Mr. Baker’s new start in Africa brings him around to the subject of Nigeria, which has been much in the news–Gen. Olusegun Obasanjo won a rare and probably crooked election in late February–and much in Mr. Baker’s thoughts, though for somewhat different reasons. Mr. Baker spent the better part of the 70’s in Nigeria, where he first developed his passion for polo and cultivated a friendship, first begun on the London jazz scene, with Fela, Nigeria’s most charismatic, influential and frankly bizarre musical-cultural-political figure. Famously promiscuous (he once married 27 of his dancers in one ceremony), Fela died of AIDS-related illnesses two years ago. But his ghost has been kicking ever since General Obasanjo’s election. In 1977, during a previous stint in power, the General raided Fela’s communal home, fractured his skull, threw him in prison and fatally injured his grandmother. “That event … has become a shorthand in the Nigerian press for all the oppressive acts carried out during Obasanjo’s time as head of state,” said an unnamed Western diplomat in a recent Wall Street Journal story.

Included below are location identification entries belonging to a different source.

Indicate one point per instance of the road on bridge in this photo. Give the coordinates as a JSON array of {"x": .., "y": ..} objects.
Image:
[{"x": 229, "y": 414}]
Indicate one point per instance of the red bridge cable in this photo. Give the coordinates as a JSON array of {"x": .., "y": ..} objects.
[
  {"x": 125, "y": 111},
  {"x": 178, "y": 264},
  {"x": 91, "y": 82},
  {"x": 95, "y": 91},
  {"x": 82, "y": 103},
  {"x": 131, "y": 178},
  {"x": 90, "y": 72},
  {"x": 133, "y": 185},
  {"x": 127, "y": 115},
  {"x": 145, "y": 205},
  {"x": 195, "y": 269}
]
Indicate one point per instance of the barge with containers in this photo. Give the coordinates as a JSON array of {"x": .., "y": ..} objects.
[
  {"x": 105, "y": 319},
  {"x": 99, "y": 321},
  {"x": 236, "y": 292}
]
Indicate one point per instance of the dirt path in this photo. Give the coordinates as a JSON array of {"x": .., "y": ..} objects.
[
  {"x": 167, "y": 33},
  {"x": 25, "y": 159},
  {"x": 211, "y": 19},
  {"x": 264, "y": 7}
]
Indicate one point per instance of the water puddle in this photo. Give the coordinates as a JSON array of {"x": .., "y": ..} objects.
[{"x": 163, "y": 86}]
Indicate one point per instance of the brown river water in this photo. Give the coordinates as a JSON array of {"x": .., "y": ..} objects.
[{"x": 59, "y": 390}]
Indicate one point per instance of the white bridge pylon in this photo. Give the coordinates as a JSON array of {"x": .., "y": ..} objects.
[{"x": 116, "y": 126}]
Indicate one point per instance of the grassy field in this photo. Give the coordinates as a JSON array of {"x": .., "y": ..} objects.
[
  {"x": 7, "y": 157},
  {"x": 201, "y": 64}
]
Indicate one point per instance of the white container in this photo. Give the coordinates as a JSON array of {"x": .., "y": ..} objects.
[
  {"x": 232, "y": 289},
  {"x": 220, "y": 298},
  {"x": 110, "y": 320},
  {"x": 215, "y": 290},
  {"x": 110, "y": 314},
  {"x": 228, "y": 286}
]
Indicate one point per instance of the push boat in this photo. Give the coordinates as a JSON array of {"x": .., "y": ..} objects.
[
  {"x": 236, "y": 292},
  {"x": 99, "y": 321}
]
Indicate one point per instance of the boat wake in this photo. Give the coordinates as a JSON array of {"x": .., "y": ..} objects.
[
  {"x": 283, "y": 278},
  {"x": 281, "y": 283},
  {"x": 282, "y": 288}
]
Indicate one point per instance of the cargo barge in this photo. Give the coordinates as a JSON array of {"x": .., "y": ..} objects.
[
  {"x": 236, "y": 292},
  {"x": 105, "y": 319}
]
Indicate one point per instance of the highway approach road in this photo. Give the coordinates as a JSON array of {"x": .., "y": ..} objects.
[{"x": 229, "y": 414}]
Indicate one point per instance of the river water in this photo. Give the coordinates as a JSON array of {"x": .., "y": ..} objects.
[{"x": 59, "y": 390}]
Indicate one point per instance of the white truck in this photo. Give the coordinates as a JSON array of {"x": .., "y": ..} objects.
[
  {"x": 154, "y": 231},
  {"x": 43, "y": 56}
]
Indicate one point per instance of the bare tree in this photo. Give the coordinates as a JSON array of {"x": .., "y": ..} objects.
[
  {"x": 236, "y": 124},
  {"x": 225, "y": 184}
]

But what’s got Mr. Baker reliving his Fela period is the new “25th Anniversary Edition” of Band on the Run (Capitol), a digital valentine from Paul McCartney to his late wife and Wing mate, Linda. The album was mostly recorded in Nigeria, at the EMI studio there, and Mr. Baker rates a condescending mention in the liner notes written by company man Mark Lewisohn: “There was also some tension with the drummer Ginger Baker, formerly of Cream, who had left England for Nigeria and set up a recording venue in Ikeja. Baker wanted Paul to record all of his album at his place, ARC Studio; to keep the peace, Paul promised to go there for a day.” That one session produced a single track that made it on to the album, “Picasso’s Last Words (Drink to Me).” The liner notes continue, “Pleasingly, Ginger Baker joined in the fun, playing a percussive tin of gravel on the song.”

“I am fuckin’ angry,” Mr. Baker said. He said he had made all the arrangements with the Nigerian Government for Mr. McCartney to record at his studio and that when Paul allegedly double-crossed him by switching to EMI, it was he who saved him from Fela’s wrath. “The actual truth of the matter is that Band on the Run would never have been recorded if it wasn’t for me,” he said. “I got a phone call that Fela and the army–this is about 40 strong–had arrived at EMI studios and stopped the session. They took over EMI.”

Mr. Baker said he thinks Fela’s response was prompted “mostly” out of his concern for the shabby way Mr. McCartney had treated Mr. Baker. (The drummer said he was the only white man to have sat on Fela’s Council, at a table shaped like Africa, where “we would make decisions about strategies for things.”) The liner notes provide a different, though plausible-sounding, account of the EMI incident, with Fela accusing Mr. McCartney of stealing African music. (Plausible to Fela maybe; one listens in vain to “Band on the Run” or “Jet” for traces of Afro-Beat or juju.) In any event, Baker said he had a chat with Fela at the studio and made things right: “I said, ‘It is Paul McCartney, we really can’t do this, blah, blah and the sessions continued. They wouldn’t have done it without my intervention. Paul McCartney is an asshole, make no mistake about it. Sue me, Paul, go ahead and sue me because you’ll lose several fuckin’ million dollars.”

I suggested to Mr. Baker that his undiminished capacity for outrage might see him through this current period of confusion, having to start all over again in South Africa as he’s about to enter his 60’s. “It does keep me going,” he said. “I’m well known as a fighter. I’ve had the world that I know dissolve before me right now. I’ll get through this, or I won’t, but I’m certainly going to try.”